Indians have an excellent reputation in the cruise ship industry, known for being hospitable and hard-working. Many cruise line companies have employment drives or are connected with reputed recruitment companies across the country like Kamaxi Overseas to get honest, loyal jobseekers.
It’s important to note that for many employees from Western countries, cruise jobs form a stop-gap position between careers or gap year experience. The number that sticks around is far fewer when compared with South East Asian jobseekers who mostly tend to look at cruise ship jobs as careers.
Many Indian cruise ship crew start from the bottom and work their way up. They are reputed for being loyal to the cruise line, which increases their demand. Cruise ship companies invest a lot of time and effort in on-board training so staff who keep returning for the next contract are valued.
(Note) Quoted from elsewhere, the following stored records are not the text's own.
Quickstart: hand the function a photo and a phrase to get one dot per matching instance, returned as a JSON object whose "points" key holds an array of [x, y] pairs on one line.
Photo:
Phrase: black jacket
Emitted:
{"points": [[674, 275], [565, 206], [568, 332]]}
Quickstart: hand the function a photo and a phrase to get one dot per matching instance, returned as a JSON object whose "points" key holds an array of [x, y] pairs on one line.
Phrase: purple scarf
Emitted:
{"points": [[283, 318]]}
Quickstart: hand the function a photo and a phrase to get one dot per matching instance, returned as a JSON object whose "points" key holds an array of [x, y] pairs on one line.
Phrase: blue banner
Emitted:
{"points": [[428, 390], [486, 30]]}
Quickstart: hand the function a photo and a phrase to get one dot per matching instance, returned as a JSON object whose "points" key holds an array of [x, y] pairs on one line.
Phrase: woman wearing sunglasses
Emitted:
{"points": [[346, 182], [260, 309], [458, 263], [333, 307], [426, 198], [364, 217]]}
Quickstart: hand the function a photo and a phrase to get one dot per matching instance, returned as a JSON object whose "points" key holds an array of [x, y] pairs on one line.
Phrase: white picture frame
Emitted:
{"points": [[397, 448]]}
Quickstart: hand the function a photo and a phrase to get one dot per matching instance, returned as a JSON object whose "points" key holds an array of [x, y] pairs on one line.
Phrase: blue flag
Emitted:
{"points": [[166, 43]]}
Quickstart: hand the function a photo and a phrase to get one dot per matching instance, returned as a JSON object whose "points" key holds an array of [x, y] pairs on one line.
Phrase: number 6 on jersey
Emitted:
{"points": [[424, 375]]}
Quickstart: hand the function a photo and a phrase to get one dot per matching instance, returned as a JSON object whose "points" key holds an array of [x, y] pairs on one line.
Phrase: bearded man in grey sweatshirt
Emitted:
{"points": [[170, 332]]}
The long contracts are also quite stressful and demand a serious commitment if the employee is looking at the profession long-term. Cruise ship crew from India and the Philippines are among those noted for their determined nature when it comes to holding down jobs such as these.
It may be tough to admit, but one of the main reasons why Indians are in high demand in the cruise ship industry is the salaries. Cruise ship crew are paid in dollars and the domestic economy is such that, when converted, even the salary of an entry-level job is lucrative.
According to Cruise Ship Jobs by Seamax, a utility cleaner who requires no experience and a basic understanding of English can earn up to US$800 a month. This roughly converts to Rs 56,700 per month, not including gratuities of any kind. Combine this with one’s saving on food, accommodation and transport, and the possibility of putting away a nest egg or supporting one’s entire family increases rapidly. This is certainly difficult to do in developed countries where the cost of living is much higher.
With commitment, dedication and loyalty, cruise ship companies are able to offer Indian employees well-earned increments as well as promotions through the ranks. Given the salaries, Indians are in a better position to stay on and give the job their best. So it’s a win-win situation on both ends.